# To Knot or not to Knot



## DavidSpavin (Oct 12, 2007)

Where do you prefer the celtic knot decoration to be[?]


----------



## fernhills (Oct 12, 2007)

Hi, I voted but don`t have a clue as how to make em.. Carl


----------



## rherrell (Oct 12, 2007)

You needed one more catagory: "Like 'em O.K. but they've been done to death".


----------



## Ligget (Oct 12, 2007)

> _Originally posted by rherrell_
> <br />You needed one more catagory: "Like 'em O.K. but they've been done to death".



I am with Rick, they are nice to look at though!


----------



## GaryMGg (Oct 19, 2007)

Another choice would be "On the upper barrel on most pens, and the lower barrel on others." Plus David S. opened up a whole new world: celtic knots for center bands [][8D]


----------



## Randy_ (Oct 20, 2007)

I didn't vote; because my first choice would be as a centerband.  Of the poll options, the top would be my preference.


----------



## DavidSpavin (Oct 20, 2007)

> _Originally posted by GaryMGg_
> <br />Another choice would be "On the upper barrel on most pens, and the lower barrel on others." Plus David S. opened up a whole new world: celtic knots for center bands [][8D]


I started the poll before I had done the center band knot.

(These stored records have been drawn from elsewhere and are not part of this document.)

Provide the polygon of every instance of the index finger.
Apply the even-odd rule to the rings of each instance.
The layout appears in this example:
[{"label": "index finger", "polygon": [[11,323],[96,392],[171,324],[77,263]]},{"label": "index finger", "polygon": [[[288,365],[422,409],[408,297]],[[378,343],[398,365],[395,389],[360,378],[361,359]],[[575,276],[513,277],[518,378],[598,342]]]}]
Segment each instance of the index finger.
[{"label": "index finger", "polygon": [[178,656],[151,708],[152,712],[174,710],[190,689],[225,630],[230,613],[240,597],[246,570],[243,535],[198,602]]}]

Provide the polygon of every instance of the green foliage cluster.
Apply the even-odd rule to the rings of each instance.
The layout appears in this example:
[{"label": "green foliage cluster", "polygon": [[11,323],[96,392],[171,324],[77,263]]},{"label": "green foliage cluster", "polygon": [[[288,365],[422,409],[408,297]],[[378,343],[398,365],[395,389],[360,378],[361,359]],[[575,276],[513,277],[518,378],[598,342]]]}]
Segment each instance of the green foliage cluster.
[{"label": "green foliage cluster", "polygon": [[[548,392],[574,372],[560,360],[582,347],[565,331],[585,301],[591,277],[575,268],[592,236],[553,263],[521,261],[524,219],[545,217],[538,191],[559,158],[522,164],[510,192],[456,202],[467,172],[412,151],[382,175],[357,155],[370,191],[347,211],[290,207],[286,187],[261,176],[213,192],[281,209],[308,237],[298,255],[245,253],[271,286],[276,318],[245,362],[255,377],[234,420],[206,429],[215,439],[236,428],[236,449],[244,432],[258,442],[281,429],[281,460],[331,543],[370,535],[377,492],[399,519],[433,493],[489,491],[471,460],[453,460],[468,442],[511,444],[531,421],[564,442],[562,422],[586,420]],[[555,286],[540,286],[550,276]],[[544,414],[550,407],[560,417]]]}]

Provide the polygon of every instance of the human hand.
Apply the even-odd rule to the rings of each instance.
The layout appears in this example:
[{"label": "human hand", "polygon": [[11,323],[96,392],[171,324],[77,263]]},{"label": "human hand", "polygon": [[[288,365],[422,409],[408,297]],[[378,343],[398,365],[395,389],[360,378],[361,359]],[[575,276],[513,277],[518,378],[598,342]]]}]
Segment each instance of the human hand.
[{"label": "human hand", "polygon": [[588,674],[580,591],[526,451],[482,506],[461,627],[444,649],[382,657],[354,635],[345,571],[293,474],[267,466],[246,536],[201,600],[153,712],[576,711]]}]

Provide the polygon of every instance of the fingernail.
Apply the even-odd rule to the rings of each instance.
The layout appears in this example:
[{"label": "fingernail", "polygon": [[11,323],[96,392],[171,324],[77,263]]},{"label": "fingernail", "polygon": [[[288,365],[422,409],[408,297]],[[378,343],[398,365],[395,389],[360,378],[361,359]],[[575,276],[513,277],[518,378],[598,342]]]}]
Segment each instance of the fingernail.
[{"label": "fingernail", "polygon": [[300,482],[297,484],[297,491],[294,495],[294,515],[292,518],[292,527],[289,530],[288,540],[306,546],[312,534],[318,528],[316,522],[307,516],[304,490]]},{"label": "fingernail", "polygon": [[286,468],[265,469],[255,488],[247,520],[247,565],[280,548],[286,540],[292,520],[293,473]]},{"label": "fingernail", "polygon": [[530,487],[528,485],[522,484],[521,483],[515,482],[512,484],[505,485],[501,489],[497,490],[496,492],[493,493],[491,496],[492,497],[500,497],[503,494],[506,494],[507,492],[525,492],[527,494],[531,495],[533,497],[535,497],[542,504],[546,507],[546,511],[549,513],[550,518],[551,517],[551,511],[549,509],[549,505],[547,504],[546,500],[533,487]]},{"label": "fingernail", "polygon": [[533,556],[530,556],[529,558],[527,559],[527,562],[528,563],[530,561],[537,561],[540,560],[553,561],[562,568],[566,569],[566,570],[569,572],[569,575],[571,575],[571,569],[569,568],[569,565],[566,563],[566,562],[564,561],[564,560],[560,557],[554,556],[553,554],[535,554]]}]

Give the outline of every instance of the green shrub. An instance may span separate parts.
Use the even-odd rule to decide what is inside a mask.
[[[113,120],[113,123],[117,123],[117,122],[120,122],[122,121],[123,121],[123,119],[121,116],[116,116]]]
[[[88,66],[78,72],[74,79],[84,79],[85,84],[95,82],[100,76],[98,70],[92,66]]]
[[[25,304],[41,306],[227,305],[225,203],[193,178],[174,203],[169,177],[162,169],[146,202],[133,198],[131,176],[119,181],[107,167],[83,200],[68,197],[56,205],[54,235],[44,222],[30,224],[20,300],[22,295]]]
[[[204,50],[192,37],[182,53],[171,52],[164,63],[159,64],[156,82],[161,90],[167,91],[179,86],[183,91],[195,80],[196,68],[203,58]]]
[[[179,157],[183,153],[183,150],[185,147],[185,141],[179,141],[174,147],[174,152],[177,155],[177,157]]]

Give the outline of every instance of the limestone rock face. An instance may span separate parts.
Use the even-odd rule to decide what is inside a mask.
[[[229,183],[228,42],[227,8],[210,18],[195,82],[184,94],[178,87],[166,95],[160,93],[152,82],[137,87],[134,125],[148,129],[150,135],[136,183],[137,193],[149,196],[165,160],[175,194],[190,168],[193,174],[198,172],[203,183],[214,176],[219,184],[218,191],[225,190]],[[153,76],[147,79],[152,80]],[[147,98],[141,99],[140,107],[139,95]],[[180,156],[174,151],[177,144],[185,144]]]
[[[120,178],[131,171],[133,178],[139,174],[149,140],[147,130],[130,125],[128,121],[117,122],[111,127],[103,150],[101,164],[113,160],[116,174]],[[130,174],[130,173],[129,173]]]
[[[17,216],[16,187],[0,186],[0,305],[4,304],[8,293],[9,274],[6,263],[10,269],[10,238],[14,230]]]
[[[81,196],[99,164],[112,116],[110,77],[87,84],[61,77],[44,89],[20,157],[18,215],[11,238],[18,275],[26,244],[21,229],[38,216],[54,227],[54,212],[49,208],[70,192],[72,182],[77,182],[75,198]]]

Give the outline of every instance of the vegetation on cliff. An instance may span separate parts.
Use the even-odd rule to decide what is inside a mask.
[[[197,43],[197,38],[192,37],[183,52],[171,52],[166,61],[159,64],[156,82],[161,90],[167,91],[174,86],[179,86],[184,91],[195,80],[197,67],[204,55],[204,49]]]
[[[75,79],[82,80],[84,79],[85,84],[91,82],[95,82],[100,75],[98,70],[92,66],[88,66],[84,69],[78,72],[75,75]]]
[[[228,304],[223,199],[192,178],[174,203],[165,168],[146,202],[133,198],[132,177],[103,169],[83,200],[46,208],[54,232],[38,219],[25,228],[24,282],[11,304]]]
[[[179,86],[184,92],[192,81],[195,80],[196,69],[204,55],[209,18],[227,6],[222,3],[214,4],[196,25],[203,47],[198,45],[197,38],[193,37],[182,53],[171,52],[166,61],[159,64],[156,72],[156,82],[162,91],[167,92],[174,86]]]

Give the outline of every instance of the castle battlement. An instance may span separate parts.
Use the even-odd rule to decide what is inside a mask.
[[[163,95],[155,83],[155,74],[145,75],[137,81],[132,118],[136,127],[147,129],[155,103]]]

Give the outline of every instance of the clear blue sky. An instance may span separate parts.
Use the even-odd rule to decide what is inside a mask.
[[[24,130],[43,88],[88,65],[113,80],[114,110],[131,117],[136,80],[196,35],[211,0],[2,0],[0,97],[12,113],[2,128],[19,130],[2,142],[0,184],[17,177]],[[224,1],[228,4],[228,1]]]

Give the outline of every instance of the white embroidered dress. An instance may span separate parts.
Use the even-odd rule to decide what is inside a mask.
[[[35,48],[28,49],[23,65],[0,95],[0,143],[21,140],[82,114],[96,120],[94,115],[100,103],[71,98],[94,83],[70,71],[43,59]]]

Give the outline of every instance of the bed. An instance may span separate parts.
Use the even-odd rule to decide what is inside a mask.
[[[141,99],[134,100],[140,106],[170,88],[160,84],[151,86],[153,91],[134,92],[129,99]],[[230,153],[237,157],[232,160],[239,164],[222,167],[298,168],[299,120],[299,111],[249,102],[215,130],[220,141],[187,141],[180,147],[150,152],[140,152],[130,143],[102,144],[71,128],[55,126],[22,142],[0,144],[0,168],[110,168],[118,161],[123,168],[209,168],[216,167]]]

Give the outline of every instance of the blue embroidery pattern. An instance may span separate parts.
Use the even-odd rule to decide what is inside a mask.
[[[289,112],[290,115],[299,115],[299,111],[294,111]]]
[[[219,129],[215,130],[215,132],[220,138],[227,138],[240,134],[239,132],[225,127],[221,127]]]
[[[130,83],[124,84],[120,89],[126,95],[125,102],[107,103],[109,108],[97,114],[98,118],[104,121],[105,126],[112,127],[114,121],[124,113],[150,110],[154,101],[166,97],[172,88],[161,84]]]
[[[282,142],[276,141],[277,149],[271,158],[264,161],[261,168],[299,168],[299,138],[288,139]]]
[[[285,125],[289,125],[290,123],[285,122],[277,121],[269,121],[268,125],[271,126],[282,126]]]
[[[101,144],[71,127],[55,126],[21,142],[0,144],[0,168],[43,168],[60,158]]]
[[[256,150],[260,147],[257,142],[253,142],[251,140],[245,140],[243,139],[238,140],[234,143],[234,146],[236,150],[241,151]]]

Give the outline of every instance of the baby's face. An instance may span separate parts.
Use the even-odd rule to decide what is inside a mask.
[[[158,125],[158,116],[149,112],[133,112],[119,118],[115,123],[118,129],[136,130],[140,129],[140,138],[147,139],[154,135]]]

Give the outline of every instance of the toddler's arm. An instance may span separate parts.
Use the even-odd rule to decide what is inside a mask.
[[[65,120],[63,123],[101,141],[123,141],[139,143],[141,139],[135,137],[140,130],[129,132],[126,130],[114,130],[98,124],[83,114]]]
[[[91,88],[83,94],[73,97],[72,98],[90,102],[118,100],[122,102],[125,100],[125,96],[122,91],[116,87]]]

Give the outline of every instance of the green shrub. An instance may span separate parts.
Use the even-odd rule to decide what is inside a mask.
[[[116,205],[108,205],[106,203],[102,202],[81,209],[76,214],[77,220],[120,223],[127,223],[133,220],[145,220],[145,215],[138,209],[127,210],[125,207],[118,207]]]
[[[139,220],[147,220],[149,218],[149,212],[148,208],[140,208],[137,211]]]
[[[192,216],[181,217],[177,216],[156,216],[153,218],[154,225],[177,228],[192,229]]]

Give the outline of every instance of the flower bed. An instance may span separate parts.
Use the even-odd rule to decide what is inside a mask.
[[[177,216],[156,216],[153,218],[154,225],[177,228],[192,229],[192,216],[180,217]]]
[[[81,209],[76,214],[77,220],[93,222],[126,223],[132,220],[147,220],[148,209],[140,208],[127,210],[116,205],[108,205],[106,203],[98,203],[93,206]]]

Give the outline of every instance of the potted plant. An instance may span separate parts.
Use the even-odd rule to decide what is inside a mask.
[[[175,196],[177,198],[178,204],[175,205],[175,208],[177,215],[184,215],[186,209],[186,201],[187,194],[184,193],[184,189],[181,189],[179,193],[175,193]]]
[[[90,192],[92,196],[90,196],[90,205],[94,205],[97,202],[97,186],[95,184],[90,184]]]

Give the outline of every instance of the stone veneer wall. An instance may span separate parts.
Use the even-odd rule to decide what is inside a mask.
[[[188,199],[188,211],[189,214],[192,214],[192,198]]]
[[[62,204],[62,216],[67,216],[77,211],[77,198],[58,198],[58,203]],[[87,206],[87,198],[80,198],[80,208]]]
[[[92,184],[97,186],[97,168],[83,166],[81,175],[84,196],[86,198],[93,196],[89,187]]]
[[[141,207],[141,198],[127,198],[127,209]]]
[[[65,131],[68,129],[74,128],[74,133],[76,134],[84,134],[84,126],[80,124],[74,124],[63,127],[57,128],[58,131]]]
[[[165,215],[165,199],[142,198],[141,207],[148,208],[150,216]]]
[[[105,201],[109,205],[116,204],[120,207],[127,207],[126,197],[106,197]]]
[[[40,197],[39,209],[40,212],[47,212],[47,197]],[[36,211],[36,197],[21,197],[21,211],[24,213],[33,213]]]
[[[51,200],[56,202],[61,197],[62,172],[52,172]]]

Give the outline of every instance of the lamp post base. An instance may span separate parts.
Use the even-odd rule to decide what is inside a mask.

Other wise I probebly would have included it.[]


----------



## doohboy24 (Oct 27, 2007)

I don't have a clue on how to do one, but like the top barrel one's I have seen.


----------



## mick (Oct 27, 2007)

I voted for top ...but that being said I really like em as a centerband also. I've done them on top and on both barrels. Both barrels are kind of busy. I've never done one on a lower barrel. Just my opinion but I don't think it's attractive.


----------



## 1JaredSchmidt (Nov 21, 2007)

I voted for top and bottom. I've never done one of these pens, but I want to.


----------



## Celt40 (Nov 26, 2007)

Hi all 
 Voted for top.


----------



## RONB (Nov 30, 2007)

I've tried both and like the top the best.


----------



## gothycdesigns (Dec 30, 2007)

Love Celtic designs, but I would really like to see pens in a darker light, such as goth styles. And am hoping to make some, just in the process of figuring it out. BWU HAHAAHAHAHHAHAA....oops sorry, um...yeah. Well Halloween is less than a year away ya knows[}].  Heheh.

Later,
Gothyc Designs


----------



## jhs494 (Dec 30, 2007)

I like the knot on top.


----------



## Mather323 (Jan 9, 2008)

Top Knot.[]


----------